# Wild Women Extravaganza



## Wild Women Ranch (May 4, 2008)

Wild Women Extravaganza

ASPC A rated Pony Show and AMHR Sanctioned Miniature Show

May 24-25, 2008

Located: Wild Women Ranch

18998 Hwy. 37 N. Elgin Rd, Tuckerman, AR 72473

2 Judge Show

Judges: Roger Daulton, OH (M-R, C-R, MH-R)

Earnest Lambdin, OH (M-R, C-R, MH-R)

Steward: Eveyln Mitchell, MO

Measuring Friday from 4PM to 8PM Sat. & Sun start at 7:00 AM throughout the day

Lunch on Grounds – Camping on Grounds Available – Lodging and Restaurants Close

Show starts at 8:00AM each day

Entry Fees Open/Amateur -$20.00 per class

Entry Fee Youth Classes - $15.00

PMC Classes no entry fee

Stalls $25.00 Showing off Trailer $5.00 per horse for weekend

Office Fee $5.00 per horse

Late Fee day of show $25.00 per horse

Shavings $7.00 must pay and order in advance

Camping $10 for weekend, electric & water

Entry Deadline May 15, 2008

For Information Contact:

SHOW SECRETARY

Sandy Grabow, PO Box 304, Cresent City, IL 60928

(815)683-2469 or cell # (815)383-0922 and leave a voice mail Email:[email protected]

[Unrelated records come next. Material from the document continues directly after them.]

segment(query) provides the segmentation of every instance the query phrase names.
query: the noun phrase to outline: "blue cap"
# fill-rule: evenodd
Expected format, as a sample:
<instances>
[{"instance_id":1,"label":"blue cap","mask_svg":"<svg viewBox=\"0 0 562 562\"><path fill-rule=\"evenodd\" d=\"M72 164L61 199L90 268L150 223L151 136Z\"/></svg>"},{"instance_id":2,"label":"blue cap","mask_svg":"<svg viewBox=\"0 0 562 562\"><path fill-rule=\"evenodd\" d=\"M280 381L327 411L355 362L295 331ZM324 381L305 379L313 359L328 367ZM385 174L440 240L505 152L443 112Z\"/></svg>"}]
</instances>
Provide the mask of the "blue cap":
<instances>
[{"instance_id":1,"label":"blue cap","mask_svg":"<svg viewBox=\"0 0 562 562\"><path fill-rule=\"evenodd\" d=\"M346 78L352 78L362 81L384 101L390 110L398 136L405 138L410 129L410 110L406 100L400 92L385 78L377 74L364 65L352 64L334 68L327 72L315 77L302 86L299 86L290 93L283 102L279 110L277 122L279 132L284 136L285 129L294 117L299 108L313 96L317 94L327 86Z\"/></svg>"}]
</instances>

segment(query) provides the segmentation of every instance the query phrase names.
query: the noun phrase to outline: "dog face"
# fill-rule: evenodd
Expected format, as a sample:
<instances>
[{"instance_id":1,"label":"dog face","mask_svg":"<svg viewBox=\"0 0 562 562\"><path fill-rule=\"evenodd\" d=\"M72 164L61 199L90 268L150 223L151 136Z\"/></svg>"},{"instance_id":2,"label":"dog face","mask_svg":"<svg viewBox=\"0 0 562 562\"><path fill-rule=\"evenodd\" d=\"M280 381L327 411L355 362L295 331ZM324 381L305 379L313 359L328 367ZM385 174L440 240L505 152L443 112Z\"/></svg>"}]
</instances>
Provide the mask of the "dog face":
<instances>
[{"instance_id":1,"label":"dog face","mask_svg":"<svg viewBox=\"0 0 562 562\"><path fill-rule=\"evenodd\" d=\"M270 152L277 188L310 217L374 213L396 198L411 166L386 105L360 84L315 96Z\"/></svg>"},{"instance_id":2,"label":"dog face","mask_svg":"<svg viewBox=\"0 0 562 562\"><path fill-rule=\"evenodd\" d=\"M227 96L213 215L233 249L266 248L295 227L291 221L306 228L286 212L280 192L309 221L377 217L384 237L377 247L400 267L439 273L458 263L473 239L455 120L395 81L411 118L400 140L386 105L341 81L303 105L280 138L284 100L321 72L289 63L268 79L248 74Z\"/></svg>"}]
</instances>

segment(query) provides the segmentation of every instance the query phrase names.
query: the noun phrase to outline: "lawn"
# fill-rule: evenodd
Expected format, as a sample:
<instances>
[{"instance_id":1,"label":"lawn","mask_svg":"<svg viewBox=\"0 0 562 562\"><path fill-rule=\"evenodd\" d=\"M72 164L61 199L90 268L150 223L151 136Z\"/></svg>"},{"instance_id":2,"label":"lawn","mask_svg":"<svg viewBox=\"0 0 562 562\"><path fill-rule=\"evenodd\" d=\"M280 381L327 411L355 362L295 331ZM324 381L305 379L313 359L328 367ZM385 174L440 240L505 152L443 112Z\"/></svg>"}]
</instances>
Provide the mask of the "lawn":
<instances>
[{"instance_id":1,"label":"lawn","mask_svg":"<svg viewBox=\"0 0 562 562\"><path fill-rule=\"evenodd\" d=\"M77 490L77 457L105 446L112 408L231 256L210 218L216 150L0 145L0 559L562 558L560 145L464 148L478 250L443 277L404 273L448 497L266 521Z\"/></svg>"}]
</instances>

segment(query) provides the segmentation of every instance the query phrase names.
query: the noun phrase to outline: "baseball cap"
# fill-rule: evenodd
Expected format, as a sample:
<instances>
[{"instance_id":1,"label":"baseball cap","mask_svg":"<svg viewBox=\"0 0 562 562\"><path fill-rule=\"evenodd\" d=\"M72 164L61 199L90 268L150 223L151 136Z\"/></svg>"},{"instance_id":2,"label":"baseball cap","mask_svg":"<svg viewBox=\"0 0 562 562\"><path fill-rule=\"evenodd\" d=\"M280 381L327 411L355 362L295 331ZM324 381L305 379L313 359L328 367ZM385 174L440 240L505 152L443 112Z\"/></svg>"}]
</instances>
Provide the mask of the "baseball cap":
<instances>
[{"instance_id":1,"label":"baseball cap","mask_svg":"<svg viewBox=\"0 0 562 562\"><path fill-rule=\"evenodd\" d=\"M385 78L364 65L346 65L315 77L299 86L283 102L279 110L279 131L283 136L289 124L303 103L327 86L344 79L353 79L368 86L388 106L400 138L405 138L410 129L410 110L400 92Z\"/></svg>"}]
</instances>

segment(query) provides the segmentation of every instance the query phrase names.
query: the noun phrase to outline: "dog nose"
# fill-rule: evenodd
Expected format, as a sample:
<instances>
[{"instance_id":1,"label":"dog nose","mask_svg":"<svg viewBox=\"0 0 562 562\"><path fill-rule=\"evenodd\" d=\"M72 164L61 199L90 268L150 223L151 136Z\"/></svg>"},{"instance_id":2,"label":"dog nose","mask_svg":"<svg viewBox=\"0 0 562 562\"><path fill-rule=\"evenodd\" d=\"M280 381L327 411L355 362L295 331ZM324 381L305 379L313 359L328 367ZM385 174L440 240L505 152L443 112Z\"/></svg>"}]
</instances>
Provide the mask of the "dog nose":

All Arkansas Equine Health Laws Apply

ALL FEES

Copies of Amateur & Youth Cards, Registration Papers

MUST ACCOMPANY ENTRIES

Note ASPC/AMHR Rules State ALL Geldings must be so stated on registration Papers

NO REFUNDS WITHOUT A VETERINARIAN CERTIFICATE


----------



## maranatha minis (May 4, 2008)

We plan on being there!!!


----------



## strass (May 5, 2008)

Wild Women Show?

2 Male Judges?

Good luck to Roger and Dirty Ernie. I wouldn't Judge "Estrogen Fest" even by satellite.

_Edited later to add:_

I have just received a phone call from my wife offering me correction.

I now apologize if I have offended anyone with my "juvenile male humor".

I promise that I will no longer refer to this show or any gathering of my wife's friends or family as “Estrogen Fest”.

I also will refrain from referring to family friends as “Dirty...”

….for now.


----------



## Lisa Strass (May 5, 2008)

strass said:


> _I now apologize..._


That's better, Mikey.

Sorry about that everyone. I swear, you leave a 32 year old child alone at the computer for a few minutes and...


----------



## Wild Women Ranch (May 5, 2008)

strass said:


> Wild Women Show?
> 
> 2 Male Judges?
> 
> ...



Come ON DOWN!! You don't bother us ONE bit! AND we're planning on having FUN!

P.S. Did you get your show bill in the mail yet??

WILD WOMEN RANCH

--Tammy


----------



## Irish Hills Farm (May 6, 2008)

strass said:


> Wild Women Show?
> 
> 2 Male Judges?
> 
> ...











Edited to add:

Mike, FYI Ernie has been known to lurk here on the forum. When he sees this, ahhhhhhhhhh you're in trouble.


----------



## Lisa Strass (May 6, 2008)

Wild Women Ranch said:


> Come ON DOWN!! You don't bother us ONE bit! AND we're planning on having FUN!
> 
> P.S. Did you get your show bill in the mail yet??
> 
> ...


Hi Tammy! Yes, we got our show bill. Thank you!



Irish Hills Farm said:


> Mike, FYI Ernie has been known to lurk here on the forum. When he sees this, ahhhhhhhhhh you're in trouble.


I told him this, too!



But here is another example of Mike and his nicknames that we don't truly understand!


----------



## Irish Hills Farm (May 6, 2008)

Lisa Strass said:


> Wild Women Ranch said:
> 
> 
> > Come ON DOWN!! You don't bother us ONE bit! AND we're planning on having FUN!
> ...


Lisa,

He is a man, will we every truly understand men?


----------



## Wild Women Ranch (May 14, 2008)

*Just wanted to remind everyone that is planning on coming..Entries need to be POSTMARKED by MAY 15, 2008!!*

This is tomorrow!!!


----------